Firstly, let us clarify something – not all whey is created equal. There are two broad categories of whey, which cannot be used interchangeably: sweet whey and acid whey.Unfortunately/fortunately the majority of what we get from our milk when cheese making is whey, so it would be a shame not to make use of it somehow. Thankfully there are plenty of uses for this liquid gold.

SWEET WHEY:

This is the whey produced from rennet-coagulated cheese, or cultured cheese, where the whey is drained off at a PH of 5.6 or above (low acid, hence sweeter whey).  This type of whey comes from the production of halloumi, some hard cheeses, cheddar and Swiss in particular, and some soft cheeses.  Sweet whey contains vitamins, minerals, protein and gut-friendly, lactic bacteria. It has a slightly sweet flavour and can be enjoyed by itself as a refreshing beverage, or used in any of the following ways:

  • Use instead of another liquid in baking recipes.

  • Use in recipes specifying buttermilk.
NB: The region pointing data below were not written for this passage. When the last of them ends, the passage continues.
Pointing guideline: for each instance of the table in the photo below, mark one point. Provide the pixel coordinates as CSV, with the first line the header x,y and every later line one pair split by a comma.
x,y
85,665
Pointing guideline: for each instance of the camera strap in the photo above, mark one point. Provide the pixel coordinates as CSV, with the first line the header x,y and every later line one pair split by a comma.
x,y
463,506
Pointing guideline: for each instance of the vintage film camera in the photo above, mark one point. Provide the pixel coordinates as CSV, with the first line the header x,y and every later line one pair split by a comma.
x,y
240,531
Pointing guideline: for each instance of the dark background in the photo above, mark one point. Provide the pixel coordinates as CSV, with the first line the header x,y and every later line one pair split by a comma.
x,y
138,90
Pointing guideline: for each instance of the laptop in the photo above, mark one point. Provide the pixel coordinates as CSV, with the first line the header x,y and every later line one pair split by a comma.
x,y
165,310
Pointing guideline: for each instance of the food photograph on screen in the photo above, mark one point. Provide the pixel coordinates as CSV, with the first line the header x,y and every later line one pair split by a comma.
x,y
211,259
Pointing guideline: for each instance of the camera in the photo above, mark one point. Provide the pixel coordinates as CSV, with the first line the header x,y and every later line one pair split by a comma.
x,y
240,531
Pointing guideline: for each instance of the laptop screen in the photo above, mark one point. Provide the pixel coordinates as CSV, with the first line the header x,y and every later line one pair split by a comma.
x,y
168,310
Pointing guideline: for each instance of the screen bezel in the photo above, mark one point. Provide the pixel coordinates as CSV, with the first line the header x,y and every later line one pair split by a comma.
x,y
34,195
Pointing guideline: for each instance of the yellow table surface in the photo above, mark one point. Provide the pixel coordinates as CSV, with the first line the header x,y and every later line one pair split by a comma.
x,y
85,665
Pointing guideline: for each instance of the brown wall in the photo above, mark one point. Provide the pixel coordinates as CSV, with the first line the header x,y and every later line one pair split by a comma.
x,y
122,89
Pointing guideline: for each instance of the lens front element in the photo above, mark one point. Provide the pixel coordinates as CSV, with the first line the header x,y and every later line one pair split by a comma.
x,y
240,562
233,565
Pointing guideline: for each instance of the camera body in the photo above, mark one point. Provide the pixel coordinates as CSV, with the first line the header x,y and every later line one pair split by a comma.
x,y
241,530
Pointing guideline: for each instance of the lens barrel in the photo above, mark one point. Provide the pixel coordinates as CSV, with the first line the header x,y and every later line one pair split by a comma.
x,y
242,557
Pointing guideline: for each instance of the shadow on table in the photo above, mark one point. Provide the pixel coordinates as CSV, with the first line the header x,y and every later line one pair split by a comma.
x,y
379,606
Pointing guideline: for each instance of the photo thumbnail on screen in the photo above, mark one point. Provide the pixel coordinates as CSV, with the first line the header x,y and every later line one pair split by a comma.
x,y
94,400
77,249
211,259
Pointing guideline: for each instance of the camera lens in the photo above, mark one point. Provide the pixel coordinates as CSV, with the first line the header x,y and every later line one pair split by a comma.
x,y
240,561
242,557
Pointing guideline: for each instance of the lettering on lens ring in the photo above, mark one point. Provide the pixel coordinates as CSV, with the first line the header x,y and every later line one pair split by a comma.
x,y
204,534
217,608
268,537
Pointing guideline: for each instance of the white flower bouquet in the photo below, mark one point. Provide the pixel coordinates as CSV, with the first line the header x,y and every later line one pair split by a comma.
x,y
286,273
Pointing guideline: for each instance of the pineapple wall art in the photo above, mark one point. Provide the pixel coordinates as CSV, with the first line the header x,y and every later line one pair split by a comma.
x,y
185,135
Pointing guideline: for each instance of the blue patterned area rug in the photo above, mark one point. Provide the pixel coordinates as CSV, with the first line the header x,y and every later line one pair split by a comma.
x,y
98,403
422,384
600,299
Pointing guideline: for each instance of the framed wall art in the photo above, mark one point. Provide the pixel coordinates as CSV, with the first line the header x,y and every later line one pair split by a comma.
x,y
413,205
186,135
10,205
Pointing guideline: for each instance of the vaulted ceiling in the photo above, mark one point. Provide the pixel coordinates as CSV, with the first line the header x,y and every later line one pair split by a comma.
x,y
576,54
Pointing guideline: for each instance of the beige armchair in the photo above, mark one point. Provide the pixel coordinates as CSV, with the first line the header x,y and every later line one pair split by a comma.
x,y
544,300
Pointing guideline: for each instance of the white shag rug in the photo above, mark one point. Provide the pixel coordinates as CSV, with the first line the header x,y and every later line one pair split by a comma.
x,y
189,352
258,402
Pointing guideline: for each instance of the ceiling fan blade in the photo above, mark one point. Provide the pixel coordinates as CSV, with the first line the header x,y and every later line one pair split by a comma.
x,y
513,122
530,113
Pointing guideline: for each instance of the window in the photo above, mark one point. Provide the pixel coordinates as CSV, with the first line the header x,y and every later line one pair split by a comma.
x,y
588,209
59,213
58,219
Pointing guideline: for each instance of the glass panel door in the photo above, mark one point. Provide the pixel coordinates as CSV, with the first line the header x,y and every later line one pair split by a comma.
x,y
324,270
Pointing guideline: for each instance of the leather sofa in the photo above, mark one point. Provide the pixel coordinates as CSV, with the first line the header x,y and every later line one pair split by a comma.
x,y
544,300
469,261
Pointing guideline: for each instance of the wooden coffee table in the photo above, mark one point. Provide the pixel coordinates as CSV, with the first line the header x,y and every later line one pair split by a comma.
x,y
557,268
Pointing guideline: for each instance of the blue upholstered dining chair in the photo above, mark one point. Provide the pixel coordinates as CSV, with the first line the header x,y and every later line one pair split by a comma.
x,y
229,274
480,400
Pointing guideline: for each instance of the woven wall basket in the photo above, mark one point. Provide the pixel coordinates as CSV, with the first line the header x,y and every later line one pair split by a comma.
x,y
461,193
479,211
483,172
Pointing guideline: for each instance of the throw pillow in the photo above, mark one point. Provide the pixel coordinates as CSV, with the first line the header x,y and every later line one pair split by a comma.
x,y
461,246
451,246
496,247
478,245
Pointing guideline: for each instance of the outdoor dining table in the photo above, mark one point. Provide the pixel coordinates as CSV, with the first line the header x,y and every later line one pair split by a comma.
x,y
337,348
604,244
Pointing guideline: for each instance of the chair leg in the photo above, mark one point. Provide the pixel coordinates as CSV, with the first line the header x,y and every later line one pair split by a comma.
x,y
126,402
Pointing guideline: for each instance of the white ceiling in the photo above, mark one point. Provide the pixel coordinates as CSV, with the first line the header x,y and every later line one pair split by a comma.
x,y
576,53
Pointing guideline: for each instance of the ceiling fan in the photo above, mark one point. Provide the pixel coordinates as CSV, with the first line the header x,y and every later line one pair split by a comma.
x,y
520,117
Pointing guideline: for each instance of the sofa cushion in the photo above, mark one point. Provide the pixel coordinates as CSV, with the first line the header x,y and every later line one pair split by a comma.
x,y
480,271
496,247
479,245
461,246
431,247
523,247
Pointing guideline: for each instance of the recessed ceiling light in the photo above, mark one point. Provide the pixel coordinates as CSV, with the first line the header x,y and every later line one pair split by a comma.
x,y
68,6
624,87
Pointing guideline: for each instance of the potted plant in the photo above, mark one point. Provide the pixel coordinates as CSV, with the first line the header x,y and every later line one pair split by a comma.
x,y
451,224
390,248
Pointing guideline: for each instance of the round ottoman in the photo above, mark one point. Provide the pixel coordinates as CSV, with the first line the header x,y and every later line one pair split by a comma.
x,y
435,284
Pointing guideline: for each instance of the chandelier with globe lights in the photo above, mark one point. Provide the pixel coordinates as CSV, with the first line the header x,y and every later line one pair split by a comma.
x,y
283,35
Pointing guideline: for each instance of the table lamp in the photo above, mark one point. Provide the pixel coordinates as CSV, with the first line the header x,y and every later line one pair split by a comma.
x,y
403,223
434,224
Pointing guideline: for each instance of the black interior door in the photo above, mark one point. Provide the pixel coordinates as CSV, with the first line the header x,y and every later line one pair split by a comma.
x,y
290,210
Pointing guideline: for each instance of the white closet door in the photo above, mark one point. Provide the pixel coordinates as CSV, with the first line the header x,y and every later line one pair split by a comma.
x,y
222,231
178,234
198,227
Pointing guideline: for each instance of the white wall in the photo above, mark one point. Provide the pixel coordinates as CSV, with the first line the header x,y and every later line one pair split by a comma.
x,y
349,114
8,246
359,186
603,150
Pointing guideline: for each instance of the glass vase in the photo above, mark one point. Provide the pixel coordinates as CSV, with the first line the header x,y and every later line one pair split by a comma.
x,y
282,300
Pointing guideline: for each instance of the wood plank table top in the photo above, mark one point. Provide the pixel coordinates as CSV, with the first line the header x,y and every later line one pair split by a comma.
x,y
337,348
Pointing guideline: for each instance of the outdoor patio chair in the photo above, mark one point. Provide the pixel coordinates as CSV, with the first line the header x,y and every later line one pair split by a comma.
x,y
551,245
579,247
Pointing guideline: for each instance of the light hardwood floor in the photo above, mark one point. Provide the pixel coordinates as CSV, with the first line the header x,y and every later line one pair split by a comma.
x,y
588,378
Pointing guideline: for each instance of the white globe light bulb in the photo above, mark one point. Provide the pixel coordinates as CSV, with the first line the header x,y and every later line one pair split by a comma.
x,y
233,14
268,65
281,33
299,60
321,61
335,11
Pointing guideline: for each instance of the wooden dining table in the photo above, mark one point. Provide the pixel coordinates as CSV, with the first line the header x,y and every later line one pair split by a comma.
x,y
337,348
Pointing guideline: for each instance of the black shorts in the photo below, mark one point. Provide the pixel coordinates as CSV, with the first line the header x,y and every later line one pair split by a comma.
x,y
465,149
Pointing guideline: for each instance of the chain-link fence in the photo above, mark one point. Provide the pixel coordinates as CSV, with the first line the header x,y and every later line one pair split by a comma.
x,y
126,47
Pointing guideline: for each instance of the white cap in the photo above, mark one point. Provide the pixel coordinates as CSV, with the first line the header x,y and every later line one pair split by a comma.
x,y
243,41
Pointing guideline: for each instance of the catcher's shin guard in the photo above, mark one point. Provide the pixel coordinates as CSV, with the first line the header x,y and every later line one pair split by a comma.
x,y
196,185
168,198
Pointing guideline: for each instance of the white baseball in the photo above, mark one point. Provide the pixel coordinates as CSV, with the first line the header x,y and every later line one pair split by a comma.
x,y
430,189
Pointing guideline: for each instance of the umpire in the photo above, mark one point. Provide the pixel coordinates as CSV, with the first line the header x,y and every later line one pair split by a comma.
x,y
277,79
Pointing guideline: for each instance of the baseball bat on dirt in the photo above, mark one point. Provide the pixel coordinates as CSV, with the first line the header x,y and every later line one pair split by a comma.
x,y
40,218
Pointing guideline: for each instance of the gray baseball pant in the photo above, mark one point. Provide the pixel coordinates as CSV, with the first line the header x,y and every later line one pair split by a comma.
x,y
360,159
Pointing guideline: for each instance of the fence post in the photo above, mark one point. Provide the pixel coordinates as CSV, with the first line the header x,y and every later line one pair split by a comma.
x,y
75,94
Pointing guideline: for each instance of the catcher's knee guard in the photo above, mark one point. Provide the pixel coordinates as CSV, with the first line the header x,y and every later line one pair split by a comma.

  • Use to make lacto-fermented veggies.

  • Use to make a fizzy, gut-friendly beverage, such as our whey lemonade.

  • Use instead of water in stock/broth.

  • Use to make whey ricotta, or other whey cheeses.

  • Use in smoothies.

  • Use to cook your veggies, rice, quinoa et cetera.

Note: sweet whey may also be frozen for later use, with the exception of whey ricotta, which requires fresh whey.

ACID WHEY:

Acid whey is sometimes referred to as sour whey due to the higher acid content (PH less than 5.1).  Acid whey comes from acid type dairy products such as ‘cheats mozzarella‘, mascarpone, paneer, whole milk ricotta and more, and some cultured dairy products that have been well fermented such as cottage cheese and yoghurt. Acid whey can be used in the following ways:

  • Feed to your pets (chickens, dogs, cats, pigs).

  • Use to make beverages (recipes here).

  • Pour under plants that love acidity (e.g citrus trees).

  • Tenderise meat by soaking in the whey.

  • Use to cook porridge, rice, quinoa, pasta, potatoes (and much more), instead of water.

 

WHY DO WE LOVE IT?

Whey is particularly rich in whey protein (think whey protein powder), potassium, calcium, magnesium, phosphorous, some vitamins and in many cases gut-friendly bacteria to boost your intestinal flora.

Historically, Hippocrates, the father of medicine, suggested whey for the health of his patients. This long-forgotten, valuable food should again be made part of our regular diet for its contribution to good health and to minimise wastage.